La anciana dirigió a quien había hecho tan inoportuna pregunta una larga mirada de soslayo impregnada de innegable sorna que bastaba y sobraba para dar a entender que aquel no era el momento adecuado para tal, demanda.
—Vuelve a cometer el error de querer precipitar los acontecimientos —puntualizó—. Pero en este caso, y como no es nada que afecte al resto de la historia, puedo decirle que tras pasar por un sinfín de vicisitudes consiguió llegar a Inglaterra y participar en el desembarco de Normandía. Murió de viejo y en una de sus últimas cartas me aseguraba: «Pagaría el mismo precio en sufrimiento por volver a disfrutar de la misma felicidad que tu madre me proporcionó». Le comprendí porque sabía muy bien lo que había significado para él, de la misma forma que sabía lo que él había significado para mi madre, que de no haber sido por Oscar y por mí hubiera preferido dejarse morir de pena.
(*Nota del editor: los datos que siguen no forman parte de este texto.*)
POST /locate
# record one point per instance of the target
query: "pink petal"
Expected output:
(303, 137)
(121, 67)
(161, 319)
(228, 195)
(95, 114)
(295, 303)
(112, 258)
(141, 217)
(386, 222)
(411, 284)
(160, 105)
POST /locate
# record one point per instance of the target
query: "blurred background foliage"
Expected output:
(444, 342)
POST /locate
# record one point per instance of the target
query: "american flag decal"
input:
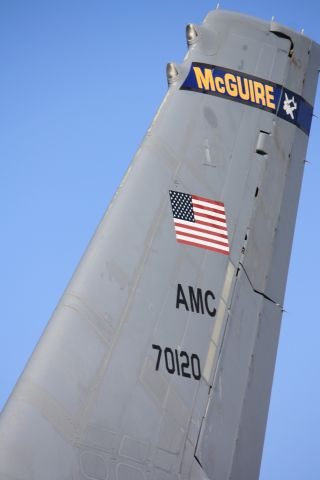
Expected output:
(200, 222)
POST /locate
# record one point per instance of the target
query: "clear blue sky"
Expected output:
(80, 83)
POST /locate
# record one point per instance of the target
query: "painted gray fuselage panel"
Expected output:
(93, 402)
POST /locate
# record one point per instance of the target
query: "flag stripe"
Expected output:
(207, 247)
(210, 220)
(220, 228)
(207, 200)
(210, 212)
(197, 234)
(202, 228)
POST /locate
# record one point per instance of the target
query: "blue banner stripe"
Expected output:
(250, 90)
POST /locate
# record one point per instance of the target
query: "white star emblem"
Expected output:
(289, 106)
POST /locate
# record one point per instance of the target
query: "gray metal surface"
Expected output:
(95, 401)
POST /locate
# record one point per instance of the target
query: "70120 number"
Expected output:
(179, 362)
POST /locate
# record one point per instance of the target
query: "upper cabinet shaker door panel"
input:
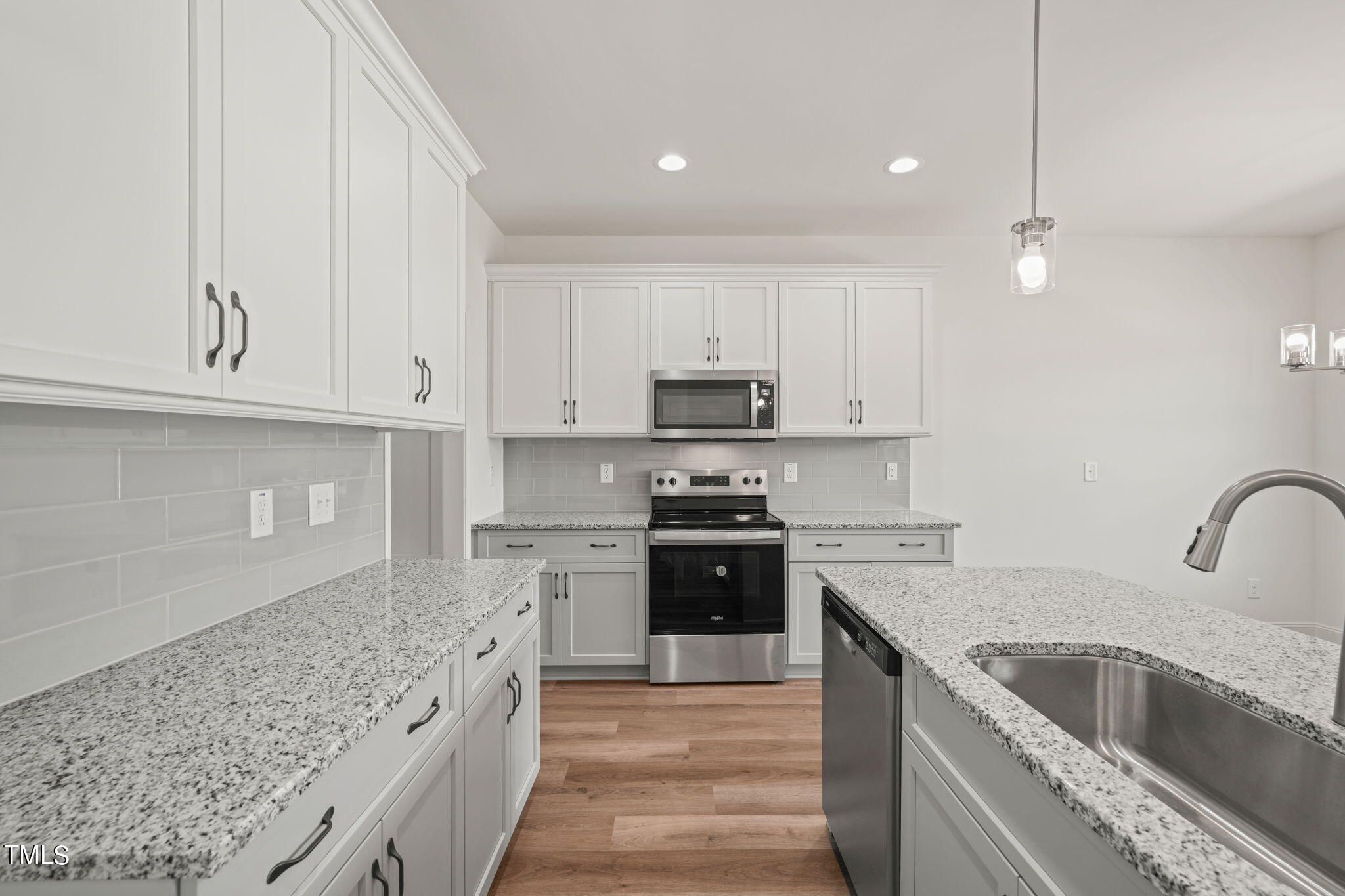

Trabajaba con desesperación, ansiosa por llegar a la cama tan extenuada que no le diera tiempo a llorar, y a estas alturas estoy convencida de que no solo lloraba por Alex o nosotros, sino por los padecimientos de cuantos se encontraban fuera de los muros del instituto, ya que por muy aislados que estuviésemos, nos llegaban noticias de las inconcebibles atrocidades que se estaban cometiendo.